Le problème fondamental du principe comparatif qui sous-tend l'évaluation d'impact est donc celui du contrôle de l'hétérogénéité entre deux groupes d'individus, c'est-à-dire le problème du biais de sélection. En première analyse, le biais de sélection existe si les deux conditions suivantes sont réalisées (Gautié, 1996) : (1) bénéficiaires et non-bénéficiaires diffèrent par des caractéristiques non observées par l'évaluateur, (2) ces caractéristiques inobservées ont une incidence sur les variables de résultat. Nous reviendrons sur les fondements et l'étendue de ce problème, qu'il convient de considérer comme un des enjeux méthodologiques fondamentaux de l'évaluation micro-économique.
En France, l'exploitation de données de panel depuis le début des années quatre-vingt-dix a permis d'obtenir des estimations de l'effet net des mesures : les méthodologies utilisées sont principalement le suivi longitudinal d'une cohorte d'individus sortant des mesures, en comparaison de non-bénéficiaires avec des caractéristiques similaires (Aucouturier, 1994 ; Aucouturier et Gélot, 1994 ; Charpail et Zilberman, 1996), et des évaluations reposant sur une modélisation du biais de sélection 67 ( * ) (Pénard et Sollogoub, 1995 ; Bonnal, Fougère et Sérandon, 1995).

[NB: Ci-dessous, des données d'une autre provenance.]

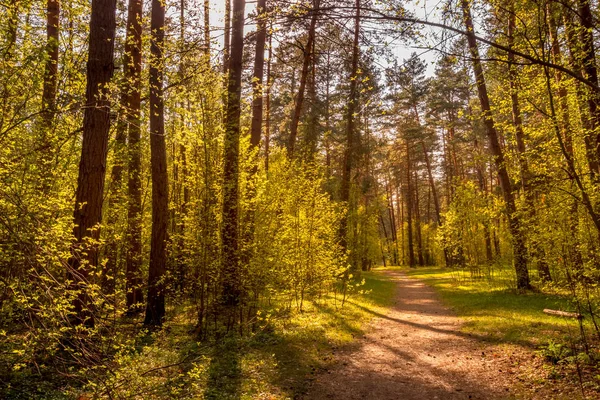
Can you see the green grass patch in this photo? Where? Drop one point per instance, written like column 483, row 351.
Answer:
column 496, row 312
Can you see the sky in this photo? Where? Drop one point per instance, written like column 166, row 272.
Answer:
column 424, row 9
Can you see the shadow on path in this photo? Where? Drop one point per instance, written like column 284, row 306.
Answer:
column 416, row 351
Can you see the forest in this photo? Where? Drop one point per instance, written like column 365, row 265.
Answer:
column 220, row 199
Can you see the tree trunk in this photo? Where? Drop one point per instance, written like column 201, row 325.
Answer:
column 418, row 223
column 576, row 257
column 308, row 56
column 206, row 29
column 49, row 92
column 268, row 103
column 231, row 294
column 257, row 79
column 537, row 250
column 586, row 38
column 133, row 70
column 409, row 210
column 586, row 119
column 519, row 249
column 350, row 139
column 51, row 69
column 155, row 304
column 92, row 165
column 227, row 36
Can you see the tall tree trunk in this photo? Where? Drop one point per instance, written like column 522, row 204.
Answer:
column 231, row 294
column 92, row 165
column 409, row 209
column 308, row 56
column 486, row 225
column 257, row 79
column 49, row 92
column 537, row 250
column 51, row 69
column 350, row 134
column 155, row 304
column 133, row 70
column 311, row 137
column 587, row 120
column 518, row 242
column 576, row 258
column 227, row 36
column 206, row 28
column 268, row 103
column 418, row 223
column 392, row 224
column 586, row 38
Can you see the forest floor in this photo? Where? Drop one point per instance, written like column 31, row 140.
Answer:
column 419, row 350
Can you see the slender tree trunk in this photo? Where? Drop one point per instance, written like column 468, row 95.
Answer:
column 418, row 223
column 576, row 258
column 268, row 103
column 486, row 225
column 518, row 242
column 231, row 294
column 536, row 249
column 586, row 38
column 92, row 165
column 206, row 29
column 311, row 137
column 227, row 36
column 257, row 79
column 587, row 120
column 133, row 70
column 49, row 92
column 308, row 56
column 350, row 134
column 155, row 304
column 409, row 209
column 392, row 224
column 51, row 69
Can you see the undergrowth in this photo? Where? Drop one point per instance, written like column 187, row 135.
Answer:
column 277, row 361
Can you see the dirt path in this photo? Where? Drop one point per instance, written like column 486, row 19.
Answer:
column 416, row 351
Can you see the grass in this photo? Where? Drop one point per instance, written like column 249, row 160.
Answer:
column 275, row 363
column 498, row 313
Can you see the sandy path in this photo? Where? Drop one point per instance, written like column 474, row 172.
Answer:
column 416, row 351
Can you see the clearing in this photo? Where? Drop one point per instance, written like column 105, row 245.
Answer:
column 418, row 351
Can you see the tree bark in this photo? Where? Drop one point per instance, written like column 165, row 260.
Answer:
column 227, row 36
column 537, row 250
column 257, row 79
column 51, row 69
column 409, row 209
column 133, row 70
column 350, row 134
column 419, row 236
column 92, row 165
column 231, row 292
column 308, row 56
column 155, row 304
column 206, row 28
column 518, row 243
column 268, row 104
column 49, row 93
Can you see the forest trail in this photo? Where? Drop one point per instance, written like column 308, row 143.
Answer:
column 416, row 351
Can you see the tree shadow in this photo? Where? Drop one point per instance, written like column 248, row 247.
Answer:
column 225, row 371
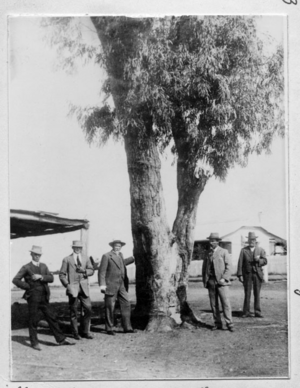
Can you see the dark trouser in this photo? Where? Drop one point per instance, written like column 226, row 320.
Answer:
column 110, row 301
column 249, row 280
column 37, row 302
column 87, row 312
column 215, row 292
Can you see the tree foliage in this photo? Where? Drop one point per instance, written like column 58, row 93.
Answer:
column 206, row 82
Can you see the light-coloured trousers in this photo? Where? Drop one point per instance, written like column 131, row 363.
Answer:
column 215, row 292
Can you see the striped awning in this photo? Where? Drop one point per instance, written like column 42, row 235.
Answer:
column 24, row 223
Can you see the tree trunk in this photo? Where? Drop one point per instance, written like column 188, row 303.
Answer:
column 156, row 261
column 189, row 190
column 161, row 264
column 189, row 186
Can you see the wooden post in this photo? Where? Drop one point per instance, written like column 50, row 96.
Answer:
column 84, row 237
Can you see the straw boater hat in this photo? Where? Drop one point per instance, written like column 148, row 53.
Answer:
column 116, row 242
column 214, row 235
column 77, row 244
column 251, row 236
column 37, row 250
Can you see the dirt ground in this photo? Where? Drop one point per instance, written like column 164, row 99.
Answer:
column 258, row 347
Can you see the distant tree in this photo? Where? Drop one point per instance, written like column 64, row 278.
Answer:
column 203, row 86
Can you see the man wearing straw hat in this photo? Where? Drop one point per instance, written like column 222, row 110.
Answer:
column 74, row 273
column 113, row 282
column 216, row 272
column 36, row 278
column 250, row 273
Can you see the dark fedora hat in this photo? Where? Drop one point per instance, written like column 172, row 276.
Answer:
column 117, row 242
column 215, row 236
column 251, row 236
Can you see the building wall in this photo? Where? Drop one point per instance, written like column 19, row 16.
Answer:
column 237, row 240
column 277, row 265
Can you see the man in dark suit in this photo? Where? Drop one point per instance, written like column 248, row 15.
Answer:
column 113, row 282
column 250, row 273
column 36, row 278
column 73, row 275
column 216, row 272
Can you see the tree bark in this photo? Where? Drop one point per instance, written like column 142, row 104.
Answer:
column 189, row 186
column 161, row 264
column 156, row 262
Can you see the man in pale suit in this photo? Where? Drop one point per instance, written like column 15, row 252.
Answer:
column 113, row 282
column 216, row 271
column 74, row 274
column 252, row 259
column 36, row 277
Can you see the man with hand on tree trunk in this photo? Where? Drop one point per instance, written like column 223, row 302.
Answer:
column 216, row 278
column 113, row 282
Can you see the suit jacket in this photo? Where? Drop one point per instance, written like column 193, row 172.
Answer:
column 246, row 262
column 28, row 284
column 110, row 272
column 69, row 276
column 222, row 266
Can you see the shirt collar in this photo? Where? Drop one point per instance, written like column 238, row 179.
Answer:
column 75, row 256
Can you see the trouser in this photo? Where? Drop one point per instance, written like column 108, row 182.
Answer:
column 215, row 292
column 250, row 280
column 110, row 301
column 36, row 302
column 87, row 312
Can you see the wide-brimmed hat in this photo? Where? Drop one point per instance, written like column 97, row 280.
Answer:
column 214, row 235
column 251, row 236
column 116, row 242
column 37, row 250
column 77, row 244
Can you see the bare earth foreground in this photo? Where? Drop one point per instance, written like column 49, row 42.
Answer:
column 258, row 347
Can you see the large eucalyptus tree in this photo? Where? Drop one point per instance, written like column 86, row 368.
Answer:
column 203, row 86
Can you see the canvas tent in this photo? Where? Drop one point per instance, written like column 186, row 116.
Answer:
column 24, row 223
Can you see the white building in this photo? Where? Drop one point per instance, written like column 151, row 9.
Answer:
column 272, row 244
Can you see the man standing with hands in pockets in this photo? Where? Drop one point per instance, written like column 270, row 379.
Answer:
column 249, row 272
column 216, row 278
column 73, row 275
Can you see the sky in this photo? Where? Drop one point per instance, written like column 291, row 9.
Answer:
column 52, row 168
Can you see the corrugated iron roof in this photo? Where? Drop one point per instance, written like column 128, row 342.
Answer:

De la même manière que dans le cas allemand, l'utilisation de procédures non-expérimentales visant à déterminer l'effet net des mesures aboutit à modifier les résultats antérieurs en termes d'impact sur l'emploi des bénéficiaires, et plus généralement de hiérarchie des mesures du point de vue de leur efficacité relative (Gélot et Simonin, 1997a). Par exemple, pour les jeunes, la comparaison des trajectoires de jeunes bénéficiaires des mesures avec des non-bénéficiaires (panel témoin) fait ressortir le contrat de qualification comme le seul programme aboutissant à un accroissement net du taux d'insertion dans l'emploi 68 ( * ) . A contrario, les jeunes sortant de CES, TUC ou SIVP ont des taux d'emploi inférieurs à ceux des non-bénéficiaires. En contrôlant le biais de sélection, Bonnal, Fougère et Sérandon (1995) confirment cet écart en concluant plus généralement que le contenu en formation des mesures constitue un déterminant essentiel de leur effet sur l'emploi.
Les études des effets des mesures sur les salaires (Sollogoub, 1993) concluent également à un impact net négatif des mesures. Dans l'ensemble, la sophistication des méthodologies utilisées par les études d'impact conduit donc à une accentuation du caractère pessimiste des études d'impact brut existantes. Cependant, les problèmes méthodologiques posés par l'évaluation d'impact micro-économique font l'objet, selon Lechêne et Magnac (1996) ou cause la participation au programme évalué, encore Gautié (1996), d'une prise en compte encore insuffisante, qui nuit à la solidité et aux possibilités d'interprétation des résultats existants : ainsi Gautié (ibid) relève-t-il une seule étude qui traite les problèmes d'hétérogénéité non observée 69 ( * ) .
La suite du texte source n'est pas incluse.